Of course, this would mark a game-changing moment in the political battle for same-sex marriage. But it would also significantly impact the legal battle raging in the courts. Currently, the U.S. Supreme Court is considering whether to weigh in on both the federal Defense of Marriage Act (DOMA) and California's Proposition 8, the state constitutional ban on same-sex marriage. Advocates at the leading LGBT legal organizations warned against the federal challenge to Proposition 8, worried about its uncertain fate at the Court. Throughout the litigation, they have worked - along with the City and County of San Francisco and prominent constitutional law professors - to frame the case as one about the unique situation in California. The Ninth Circuit agreed, finding that California, which allowed same-sex couples to marry before taking that right away and which provides a comprehensive domestic partnership system with the state-law rights and benefits of marriage for same-sex couples, did not have a legitimate interest in restricting marriage. Under the Ninth Circuit's holding, determinations regarding the constitutionality of other states' marriage bans require additional litigation. LGBT movement advocates, therefore, are hoping the Justices will pass on the invitation to review the Ninth Circuit's decision.
But in the event the Court takes the case, advocates have been doing everything they can to change the landscape of marriage equality before the Court decides. The more states that recognize same-sex couples' relationships as marriages and the more same-sex couples who get married, the more comfortable the Court - or at least Justice Kennedy, who holds the presumptively decisive vote - may be finding state marriage prohibitions unconstitutional. Advocates secured marriage equality in New York in 2011, and they are pursuing the cause in other states, through both litigation and legislation. If Maine, Maryland, and Washington begin to allow same-sex couples to marry, more states will move into the marriage equality column and many more same-sex couples will have legally recognized marriages. This may do much to move the Justices.
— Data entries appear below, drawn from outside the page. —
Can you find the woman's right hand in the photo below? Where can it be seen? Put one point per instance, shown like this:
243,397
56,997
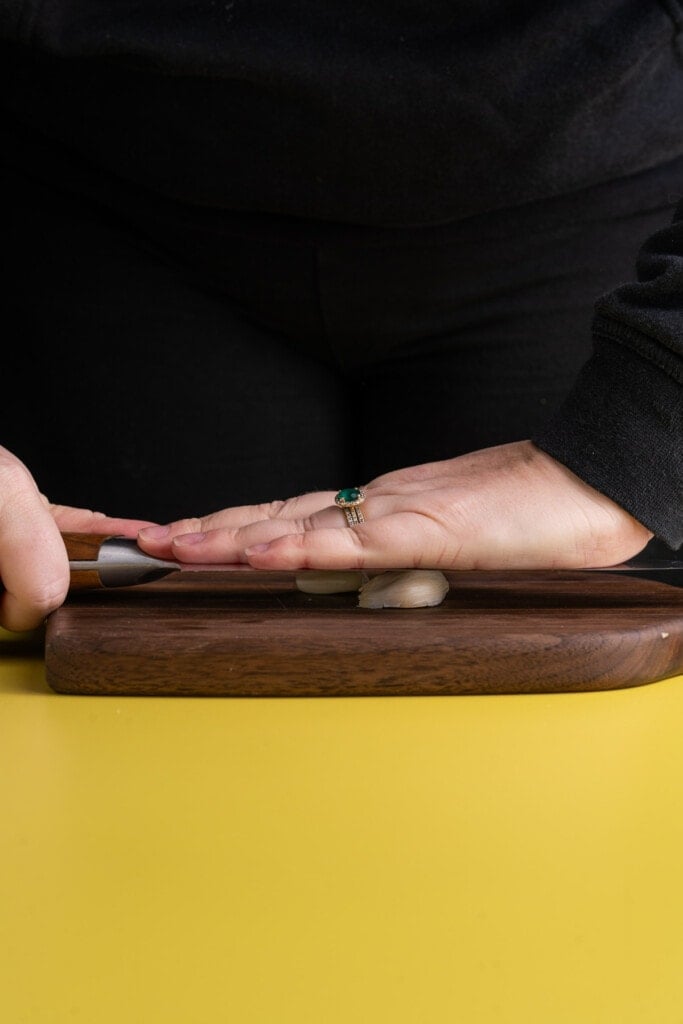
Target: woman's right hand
34,565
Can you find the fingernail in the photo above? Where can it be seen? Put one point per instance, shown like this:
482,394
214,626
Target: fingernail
255,549
189,539
155,532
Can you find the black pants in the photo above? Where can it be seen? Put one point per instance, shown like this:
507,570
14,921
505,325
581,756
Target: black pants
171,360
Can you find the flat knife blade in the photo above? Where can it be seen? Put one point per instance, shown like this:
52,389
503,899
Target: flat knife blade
119,562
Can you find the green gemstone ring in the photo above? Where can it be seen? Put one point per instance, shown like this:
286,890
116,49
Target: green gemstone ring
348,500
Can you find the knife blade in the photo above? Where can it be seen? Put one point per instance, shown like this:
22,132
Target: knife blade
115,561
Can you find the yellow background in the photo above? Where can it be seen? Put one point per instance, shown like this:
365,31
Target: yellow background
486,860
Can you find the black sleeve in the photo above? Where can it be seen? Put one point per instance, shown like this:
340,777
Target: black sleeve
621,429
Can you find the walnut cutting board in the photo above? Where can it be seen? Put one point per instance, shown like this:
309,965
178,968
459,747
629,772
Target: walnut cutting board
250,635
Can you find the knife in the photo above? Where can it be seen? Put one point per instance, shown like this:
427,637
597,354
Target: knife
117,561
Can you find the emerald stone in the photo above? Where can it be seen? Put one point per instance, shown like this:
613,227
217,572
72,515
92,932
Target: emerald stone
348,496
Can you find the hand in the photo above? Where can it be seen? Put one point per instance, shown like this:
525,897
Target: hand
506,507
34,566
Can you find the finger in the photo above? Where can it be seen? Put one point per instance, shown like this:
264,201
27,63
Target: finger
34,567
228,546
406,540
159,541
76,520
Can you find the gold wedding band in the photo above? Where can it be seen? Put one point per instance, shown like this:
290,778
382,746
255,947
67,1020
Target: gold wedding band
349,501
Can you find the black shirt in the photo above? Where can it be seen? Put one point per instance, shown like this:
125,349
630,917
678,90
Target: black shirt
400,112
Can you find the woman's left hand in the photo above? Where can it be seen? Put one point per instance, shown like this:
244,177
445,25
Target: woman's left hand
507,507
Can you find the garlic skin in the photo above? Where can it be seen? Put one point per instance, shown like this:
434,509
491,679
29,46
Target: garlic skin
404,589
329,582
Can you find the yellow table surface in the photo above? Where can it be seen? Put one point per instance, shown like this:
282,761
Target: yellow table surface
506,859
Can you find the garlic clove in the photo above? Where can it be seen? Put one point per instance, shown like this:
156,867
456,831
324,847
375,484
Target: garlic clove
404,589
329,582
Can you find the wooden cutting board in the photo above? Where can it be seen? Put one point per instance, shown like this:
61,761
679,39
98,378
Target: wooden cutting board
241,634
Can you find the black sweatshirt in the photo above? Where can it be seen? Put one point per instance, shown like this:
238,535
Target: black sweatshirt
400,113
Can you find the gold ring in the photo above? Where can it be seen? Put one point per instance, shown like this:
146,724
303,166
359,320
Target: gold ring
349,501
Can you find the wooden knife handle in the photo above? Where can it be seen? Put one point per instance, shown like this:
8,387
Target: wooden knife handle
84,548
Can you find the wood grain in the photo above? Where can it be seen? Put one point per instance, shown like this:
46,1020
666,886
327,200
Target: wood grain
239,636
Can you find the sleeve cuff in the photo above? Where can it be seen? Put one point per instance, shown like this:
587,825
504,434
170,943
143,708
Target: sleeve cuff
621,430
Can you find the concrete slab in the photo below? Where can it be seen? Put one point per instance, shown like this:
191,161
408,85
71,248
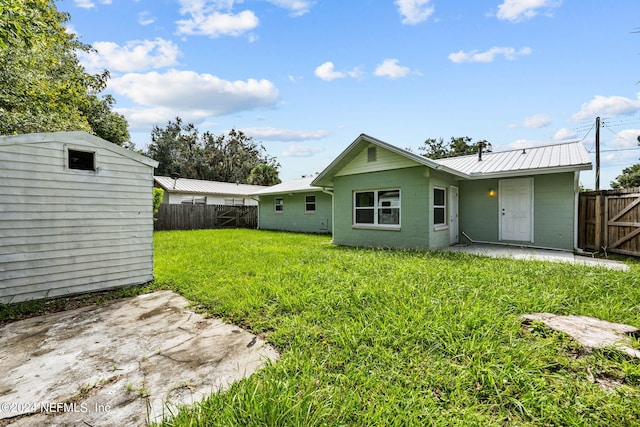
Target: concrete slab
125,363
519,252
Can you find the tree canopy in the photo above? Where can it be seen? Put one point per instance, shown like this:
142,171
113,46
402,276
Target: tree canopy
234,157
458,146
43,86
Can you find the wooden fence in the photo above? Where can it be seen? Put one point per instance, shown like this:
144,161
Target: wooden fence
610,221
194,217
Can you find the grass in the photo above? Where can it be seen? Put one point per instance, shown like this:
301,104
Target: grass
377,337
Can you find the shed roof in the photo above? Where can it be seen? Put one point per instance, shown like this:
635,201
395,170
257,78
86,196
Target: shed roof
76,137
301,185
198,186
544,159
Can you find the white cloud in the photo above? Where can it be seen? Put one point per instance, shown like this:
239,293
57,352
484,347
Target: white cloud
137,55
189,94
564,133
145,18
390,68
300,151
275,134
534,122
297,7
89,4
522,10
611,106
326,72
414,11
509,54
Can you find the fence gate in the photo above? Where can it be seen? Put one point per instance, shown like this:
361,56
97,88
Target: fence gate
610,220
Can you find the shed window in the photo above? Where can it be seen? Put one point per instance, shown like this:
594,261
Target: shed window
309,204
279,204
81,160
377,208
439,206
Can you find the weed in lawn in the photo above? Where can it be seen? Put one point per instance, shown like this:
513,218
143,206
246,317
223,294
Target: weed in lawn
380,337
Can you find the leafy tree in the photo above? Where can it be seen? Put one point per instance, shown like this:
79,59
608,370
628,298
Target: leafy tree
264,175
460,146
43,86
629,178
228,158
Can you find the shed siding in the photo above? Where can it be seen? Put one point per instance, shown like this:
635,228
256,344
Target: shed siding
293,216
69,231
415,203
385,160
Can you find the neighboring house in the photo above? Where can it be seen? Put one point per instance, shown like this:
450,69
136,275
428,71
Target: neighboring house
76,216
200,192
295,206
384,196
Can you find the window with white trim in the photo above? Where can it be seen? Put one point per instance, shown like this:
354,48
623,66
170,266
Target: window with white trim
279,205
377,208
309,204
439,206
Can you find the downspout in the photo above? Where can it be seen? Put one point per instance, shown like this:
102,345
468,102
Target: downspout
519,245
330,192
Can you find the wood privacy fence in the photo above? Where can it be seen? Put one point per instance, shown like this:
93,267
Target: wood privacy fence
610,221
194,217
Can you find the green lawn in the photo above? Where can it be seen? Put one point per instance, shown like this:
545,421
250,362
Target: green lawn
377,337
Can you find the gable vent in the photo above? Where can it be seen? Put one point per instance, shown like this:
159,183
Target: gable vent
371,154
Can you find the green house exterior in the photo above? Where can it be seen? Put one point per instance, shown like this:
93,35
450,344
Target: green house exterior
384,196
294,206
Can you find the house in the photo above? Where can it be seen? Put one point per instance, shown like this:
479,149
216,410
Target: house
294,206
76,216
196,191
384,196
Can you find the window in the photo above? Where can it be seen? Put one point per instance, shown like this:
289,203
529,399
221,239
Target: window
279,204
439,206
309,204
81,160
377,208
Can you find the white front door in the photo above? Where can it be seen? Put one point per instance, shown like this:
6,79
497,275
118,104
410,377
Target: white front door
453,215
516,209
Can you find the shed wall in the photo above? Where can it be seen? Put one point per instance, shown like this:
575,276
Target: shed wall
69,231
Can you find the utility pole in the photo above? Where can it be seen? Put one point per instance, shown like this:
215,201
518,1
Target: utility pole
597,153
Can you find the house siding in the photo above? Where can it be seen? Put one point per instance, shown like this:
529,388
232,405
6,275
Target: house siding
553,216
293,216
69,231
415,202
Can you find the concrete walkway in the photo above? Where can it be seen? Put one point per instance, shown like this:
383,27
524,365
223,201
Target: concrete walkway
518,252
129,362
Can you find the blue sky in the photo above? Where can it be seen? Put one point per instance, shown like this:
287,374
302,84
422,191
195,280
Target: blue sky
306,77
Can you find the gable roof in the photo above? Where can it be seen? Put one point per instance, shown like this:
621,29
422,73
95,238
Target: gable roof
198,186
556,158
325,178
301,185
76,137
563,157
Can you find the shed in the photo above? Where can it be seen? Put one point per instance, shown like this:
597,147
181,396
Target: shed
76,215
295,205
385,196
202,192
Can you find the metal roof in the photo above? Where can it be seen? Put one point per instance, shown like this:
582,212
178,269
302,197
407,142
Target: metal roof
197,186
295,186
570,156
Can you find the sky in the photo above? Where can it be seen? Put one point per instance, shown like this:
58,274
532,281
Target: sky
305,78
Yet, more importantly, the results in these three states will have come through public initiative votes, thereby imbuing the trend toward same-sex marriage with a new sense of populism. This may significantly impact how the Supreme Court approaches the issue. The Court rarely moves far ahead of public opinion, and it typically avoids rulings that declare the laws of a vast majority of states unconstitutional. Concerned about their institutional legitimacy, the Justices often hesitate to intervene in ways that contravene clear majoritarian preferences. Social conservative activists seize on and perpetuate this institutional concern. They paint existing marriage equality laws as the work of "unaccountable judges," and, once state lawmakers began to pass such laws, "out-of-touch legislators." And they warn the Supreme Court not to contravene the will of the voters on marriage.
If the marriage equality cause begins to win at the ballot box, it will be able to effectively counter these arguments with a clear sense of democratic legitimacy. This, in turn, may encourage the Court to exercise its democratically legitimate role in holding unconstitutional state laws that withhold marriage from same-sex couples. Accordingly, November 6 may not only mark a monumental achievement in the political fight for marriage equality but it may also change the complexion of the legal fight as well.